This was a sentiment expressed by many of the 700 activists who participated in the Third TAC National Congress from 23 to 25 September 2005. The need for urgency in our actions, candour and unequivocal leadership expressed by President Mbeki when he launched the Partnership against AIDS is even greater today than before, as our country faces a dual crisis of death from AIDS and increasing HIV infections.

Congress participants included NGO leaders, union representatives and representatives of TAC’s over 13,000 members (and many more supporters) from six of South Africa’s nine provinces. This included Mpumalanga, Eastern Cape, KwaZulu Natal, three of the provinces where the implementation of the government's treatment rollout is progressing most slowly.

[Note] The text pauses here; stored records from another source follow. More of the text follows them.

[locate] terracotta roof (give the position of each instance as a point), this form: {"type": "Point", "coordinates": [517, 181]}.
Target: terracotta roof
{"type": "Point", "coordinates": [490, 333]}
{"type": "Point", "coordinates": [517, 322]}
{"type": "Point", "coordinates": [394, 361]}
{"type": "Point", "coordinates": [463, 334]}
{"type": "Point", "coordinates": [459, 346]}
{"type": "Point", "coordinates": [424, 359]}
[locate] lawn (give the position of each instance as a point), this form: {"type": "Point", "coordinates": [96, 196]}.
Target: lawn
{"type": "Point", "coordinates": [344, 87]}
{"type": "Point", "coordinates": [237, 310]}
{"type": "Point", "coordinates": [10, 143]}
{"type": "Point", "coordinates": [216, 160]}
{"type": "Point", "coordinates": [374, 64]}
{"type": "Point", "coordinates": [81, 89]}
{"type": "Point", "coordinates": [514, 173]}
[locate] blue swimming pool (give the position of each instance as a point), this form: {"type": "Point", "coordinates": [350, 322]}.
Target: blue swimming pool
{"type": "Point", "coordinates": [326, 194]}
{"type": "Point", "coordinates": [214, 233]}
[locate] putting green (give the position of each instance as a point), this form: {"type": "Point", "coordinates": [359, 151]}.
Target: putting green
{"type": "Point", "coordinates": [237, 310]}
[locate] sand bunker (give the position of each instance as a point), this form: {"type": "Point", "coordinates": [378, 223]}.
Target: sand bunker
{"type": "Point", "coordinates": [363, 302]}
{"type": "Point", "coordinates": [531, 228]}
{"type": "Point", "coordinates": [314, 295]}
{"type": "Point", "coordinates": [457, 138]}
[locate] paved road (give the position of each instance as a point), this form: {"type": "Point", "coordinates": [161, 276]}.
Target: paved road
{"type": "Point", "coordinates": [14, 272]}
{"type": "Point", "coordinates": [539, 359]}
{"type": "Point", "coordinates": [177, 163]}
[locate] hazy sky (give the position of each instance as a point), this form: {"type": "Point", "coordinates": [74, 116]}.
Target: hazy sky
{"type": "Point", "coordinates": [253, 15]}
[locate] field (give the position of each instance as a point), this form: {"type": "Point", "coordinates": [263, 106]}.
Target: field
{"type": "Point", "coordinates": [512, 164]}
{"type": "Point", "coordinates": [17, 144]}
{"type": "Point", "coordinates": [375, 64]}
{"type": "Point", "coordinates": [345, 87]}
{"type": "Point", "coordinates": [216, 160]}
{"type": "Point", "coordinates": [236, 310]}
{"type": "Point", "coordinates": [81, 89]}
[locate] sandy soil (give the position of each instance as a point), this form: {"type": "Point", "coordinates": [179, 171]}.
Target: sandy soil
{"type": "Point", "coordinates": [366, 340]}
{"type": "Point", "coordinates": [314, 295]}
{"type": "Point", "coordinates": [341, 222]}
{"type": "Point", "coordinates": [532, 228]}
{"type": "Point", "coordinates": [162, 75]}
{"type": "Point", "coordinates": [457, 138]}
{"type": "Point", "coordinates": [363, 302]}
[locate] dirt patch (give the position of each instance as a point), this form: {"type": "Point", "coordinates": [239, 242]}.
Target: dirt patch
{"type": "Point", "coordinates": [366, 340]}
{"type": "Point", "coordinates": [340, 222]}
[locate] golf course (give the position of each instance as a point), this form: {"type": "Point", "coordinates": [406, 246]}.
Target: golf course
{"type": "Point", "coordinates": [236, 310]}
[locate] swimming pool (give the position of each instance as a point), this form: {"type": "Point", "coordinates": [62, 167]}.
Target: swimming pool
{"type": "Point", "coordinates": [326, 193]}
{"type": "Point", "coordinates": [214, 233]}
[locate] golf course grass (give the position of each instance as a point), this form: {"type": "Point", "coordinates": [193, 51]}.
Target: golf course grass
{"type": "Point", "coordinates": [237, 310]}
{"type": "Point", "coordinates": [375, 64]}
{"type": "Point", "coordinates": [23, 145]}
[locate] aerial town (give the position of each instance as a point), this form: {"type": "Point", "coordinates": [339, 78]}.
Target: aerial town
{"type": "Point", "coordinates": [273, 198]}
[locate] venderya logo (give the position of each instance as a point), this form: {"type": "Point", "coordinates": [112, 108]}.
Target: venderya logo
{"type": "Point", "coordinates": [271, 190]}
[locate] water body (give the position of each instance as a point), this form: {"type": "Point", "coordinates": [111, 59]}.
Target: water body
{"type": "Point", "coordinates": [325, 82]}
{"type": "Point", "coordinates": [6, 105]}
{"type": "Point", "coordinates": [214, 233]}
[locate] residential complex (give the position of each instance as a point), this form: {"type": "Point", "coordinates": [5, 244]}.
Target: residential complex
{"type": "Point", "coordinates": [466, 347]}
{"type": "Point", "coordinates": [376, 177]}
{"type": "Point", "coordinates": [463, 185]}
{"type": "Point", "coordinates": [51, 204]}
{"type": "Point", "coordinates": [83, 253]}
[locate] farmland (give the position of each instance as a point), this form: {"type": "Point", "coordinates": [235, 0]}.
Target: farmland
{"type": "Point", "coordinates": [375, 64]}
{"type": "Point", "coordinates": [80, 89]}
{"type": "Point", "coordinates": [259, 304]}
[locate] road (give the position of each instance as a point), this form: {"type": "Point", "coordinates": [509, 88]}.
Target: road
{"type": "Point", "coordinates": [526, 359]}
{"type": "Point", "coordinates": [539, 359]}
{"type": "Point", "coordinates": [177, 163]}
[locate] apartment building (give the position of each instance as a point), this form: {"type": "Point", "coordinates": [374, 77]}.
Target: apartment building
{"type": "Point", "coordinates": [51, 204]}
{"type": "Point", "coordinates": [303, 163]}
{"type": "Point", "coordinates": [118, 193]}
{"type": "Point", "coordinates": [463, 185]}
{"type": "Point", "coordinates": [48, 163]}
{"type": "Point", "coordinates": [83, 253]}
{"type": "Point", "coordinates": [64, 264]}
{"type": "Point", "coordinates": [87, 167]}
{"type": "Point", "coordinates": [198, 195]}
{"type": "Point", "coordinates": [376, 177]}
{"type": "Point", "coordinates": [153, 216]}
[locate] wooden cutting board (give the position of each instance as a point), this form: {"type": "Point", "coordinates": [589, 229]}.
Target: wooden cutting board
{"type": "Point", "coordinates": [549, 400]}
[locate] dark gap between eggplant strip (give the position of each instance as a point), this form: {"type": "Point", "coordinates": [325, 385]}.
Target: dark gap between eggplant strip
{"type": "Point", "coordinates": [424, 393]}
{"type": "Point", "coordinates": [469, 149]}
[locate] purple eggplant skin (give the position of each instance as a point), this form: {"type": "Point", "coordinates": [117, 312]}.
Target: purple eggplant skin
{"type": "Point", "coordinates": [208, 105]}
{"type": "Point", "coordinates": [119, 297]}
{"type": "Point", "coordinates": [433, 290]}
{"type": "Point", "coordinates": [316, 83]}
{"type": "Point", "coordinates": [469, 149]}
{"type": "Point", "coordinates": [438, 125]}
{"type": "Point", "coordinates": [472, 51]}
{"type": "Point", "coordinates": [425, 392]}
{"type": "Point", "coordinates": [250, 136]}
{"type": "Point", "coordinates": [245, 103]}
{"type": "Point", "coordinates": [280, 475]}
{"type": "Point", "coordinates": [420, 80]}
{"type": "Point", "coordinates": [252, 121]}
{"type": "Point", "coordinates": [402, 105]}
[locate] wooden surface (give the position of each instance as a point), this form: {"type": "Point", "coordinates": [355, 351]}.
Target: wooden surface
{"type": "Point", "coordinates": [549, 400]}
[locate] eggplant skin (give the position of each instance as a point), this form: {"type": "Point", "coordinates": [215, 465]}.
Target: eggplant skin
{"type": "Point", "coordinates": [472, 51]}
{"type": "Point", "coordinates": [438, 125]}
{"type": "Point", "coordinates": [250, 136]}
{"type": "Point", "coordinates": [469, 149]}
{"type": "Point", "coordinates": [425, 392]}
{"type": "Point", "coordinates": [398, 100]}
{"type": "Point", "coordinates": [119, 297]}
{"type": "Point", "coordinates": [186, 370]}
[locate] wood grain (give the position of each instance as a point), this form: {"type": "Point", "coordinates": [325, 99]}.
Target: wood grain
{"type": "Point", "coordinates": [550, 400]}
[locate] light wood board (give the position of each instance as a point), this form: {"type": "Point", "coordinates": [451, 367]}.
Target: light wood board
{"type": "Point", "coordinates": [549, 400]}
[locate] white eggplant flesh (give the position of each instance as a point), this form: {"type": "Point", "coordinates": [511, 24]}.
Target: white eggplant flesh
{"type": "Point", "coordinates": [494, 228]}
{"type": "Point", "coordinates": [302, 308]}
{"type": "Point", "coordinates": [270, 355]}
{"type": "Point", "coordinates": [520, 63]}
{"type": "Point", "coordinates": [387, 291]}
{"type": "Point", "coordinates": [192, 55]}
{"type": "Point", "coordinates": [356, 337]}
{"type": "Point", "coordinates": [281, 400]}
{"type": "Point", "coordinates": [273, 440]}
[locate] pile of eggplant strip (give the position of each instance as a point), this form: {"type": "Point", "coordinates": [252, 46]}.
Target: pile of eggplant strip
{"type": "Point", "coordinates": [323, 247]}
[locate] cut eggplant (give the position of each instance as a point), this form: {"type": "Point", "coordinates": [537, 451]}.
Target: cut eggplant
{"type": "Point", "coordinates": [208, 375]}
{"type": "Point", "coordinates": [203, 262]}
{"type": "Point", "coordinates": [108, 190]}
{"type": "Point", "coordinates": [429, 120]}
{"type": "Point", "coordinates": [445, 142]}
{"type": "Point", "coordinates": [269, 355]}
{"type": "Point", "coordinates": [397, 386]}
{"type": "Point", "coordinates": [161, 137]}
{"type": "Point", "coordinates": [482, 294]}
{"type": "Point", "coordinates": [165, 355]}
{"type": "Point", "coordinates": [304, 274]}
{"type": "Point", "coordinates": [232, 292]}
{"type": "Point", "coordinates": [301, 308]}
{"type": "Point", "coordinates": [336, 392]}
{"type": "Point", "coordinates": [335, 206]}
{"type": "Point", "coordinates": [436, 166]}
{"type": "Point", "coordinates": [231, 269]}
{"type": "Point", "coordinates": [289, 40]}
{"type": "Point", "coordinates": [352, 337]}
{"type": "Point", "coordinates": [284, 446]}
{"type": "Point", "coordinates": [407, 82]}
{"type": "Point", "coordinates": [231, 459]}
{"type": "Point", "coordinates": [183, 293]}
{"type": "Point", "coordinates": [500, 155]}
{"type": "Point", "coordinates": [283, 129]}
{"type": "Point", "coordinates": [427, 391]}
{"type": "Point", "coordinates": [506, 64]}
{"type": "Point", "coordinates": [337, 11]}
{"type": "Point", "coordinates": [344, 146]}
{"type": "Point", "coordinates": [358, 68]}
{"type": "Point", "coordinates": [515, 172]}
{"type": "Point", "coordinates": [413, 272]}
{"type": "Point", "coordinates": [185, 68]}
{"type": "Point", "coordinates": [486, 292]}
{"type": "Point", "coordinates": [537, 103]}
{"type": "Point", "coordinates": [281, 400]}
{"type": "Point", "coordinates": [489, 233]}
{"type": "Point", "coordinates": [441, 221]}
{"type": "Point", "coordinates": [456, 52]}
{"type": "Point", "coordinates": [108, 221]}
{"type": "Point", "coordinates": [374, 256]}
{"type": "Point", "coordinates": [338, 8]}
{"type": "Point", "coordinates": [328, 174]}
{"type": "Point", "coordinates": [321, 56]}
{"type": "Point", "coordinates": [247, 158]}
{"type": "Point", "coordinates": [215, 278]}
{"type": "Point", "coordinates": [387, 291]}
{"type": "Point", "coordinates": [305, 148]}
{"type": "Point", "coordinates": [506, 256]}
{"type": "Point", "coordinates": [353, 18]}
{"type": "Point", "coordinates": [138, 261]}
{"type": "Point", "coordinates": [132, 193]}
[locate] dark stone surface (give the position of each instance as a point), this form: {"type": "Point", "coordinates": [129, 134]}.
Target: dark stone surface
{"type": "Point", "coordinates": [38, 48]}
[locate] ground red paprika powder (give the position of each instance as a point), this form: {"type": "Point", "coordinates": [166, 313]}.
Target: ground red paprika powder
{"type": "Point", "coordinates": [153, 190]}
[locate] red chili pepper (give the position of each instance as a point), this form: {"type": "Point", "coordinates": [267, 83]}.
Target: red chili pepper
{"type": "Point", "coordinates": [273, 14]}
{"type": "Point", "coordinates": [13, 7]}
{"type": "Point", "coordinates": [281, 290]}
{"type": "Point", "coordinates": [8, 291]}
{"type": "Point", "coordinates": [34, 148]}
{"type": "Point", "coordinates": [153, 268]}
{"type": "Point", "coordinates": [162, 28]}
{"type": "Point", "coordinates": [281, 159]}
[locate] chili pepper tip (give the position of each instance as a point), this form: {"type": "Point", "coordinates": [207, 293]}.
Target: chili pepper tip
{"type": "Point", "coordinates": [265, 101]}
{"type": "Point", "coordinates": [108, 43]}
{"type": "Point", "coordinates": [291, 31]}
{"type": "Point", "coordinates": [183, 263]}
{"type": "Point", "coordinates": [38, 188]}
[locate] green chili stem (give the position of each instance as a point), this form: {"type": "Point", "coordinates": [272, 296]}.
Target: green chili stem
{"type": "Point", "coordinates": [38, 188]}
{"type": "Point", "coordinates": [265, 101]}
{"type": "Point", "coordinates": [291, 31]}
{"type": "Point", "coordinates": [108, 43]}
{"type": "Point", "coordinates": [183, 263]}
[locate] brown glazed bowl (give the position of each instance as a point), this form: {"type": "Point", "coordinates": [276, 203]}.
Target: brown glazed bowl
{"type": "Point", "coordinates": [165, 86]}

The Congress heard from some of South Africa’s most reputable researchers and medical experts, that despite efforts to contain the spread of HIV and avert a crisis, death due to AIDS persists in our country. Multiple studies including a count of death certificates by Statistics South Africa show a massive rise in deaths due to the HIV epidemic. Over 800 people are dying of AIDS a day.  Government's annual survey demonstrates an unabated increase in HIV infections, rising in 2004  to 29.5% of women surveyed in antenatal clinics. Yet, this year there was not even a comment from the Ministry of Health on the antenatal survey.

The Operational Plan for Comprehensive HIV and AIDS, Care, Management and Treatment said in 2003 already, that at least 400,000 people had AIDS and needed treatment. Against this in 2005, we cannot be satisfied that less than 80,000 people are receiving treatment through the public health sector (61,000 according to the Director-General of Health). The original treatment target for the end of financial year 2004/5 was over 180,000 (p. 52, Operational Plan, 19 November 2003, Dept. Health).

Congress participants lamented the growing burden of the HIV/AIDS epidemic on the poor, particularly on women. They expressed that while everyone needs to commit greater effort to the fight against HIV/AIDS, greater leadership on the side of government is needed and that the President now has to provide this leadership.

The statement made by Zwelinzima Vavi, which is now a source of much debate,  reinforced sentiments of people living with HIV and those who bear the heaviest brunt of the epidemic: poor people and particularly poor women.   

The participants regretted that the despite timely invitation to address the TAC congress, the Department of Health decided to decline all invitations.
The inaction of the health ministry and government on the issue of Mathias Rath’s undermining of  government's policy to provide antiretroviral treatment is one of the signs that politically endorsed denial has not ended in our country. The persistent prevarication by our Minister of Health, which goes unchallenged by President Mbeki, is a source of demoralisation and despair for many people and communities in our country whose lives are threatened by HIV.

We believe that politically supported denialism is a major factor  in our country’s inadequate response to the HIV epidemic. Institutions such as the South African National AIDS Council are rudderless and dysfunctional. Unless HIV prevention and treatment is said to be a priority by the President, then the present often hopeless situation will continue.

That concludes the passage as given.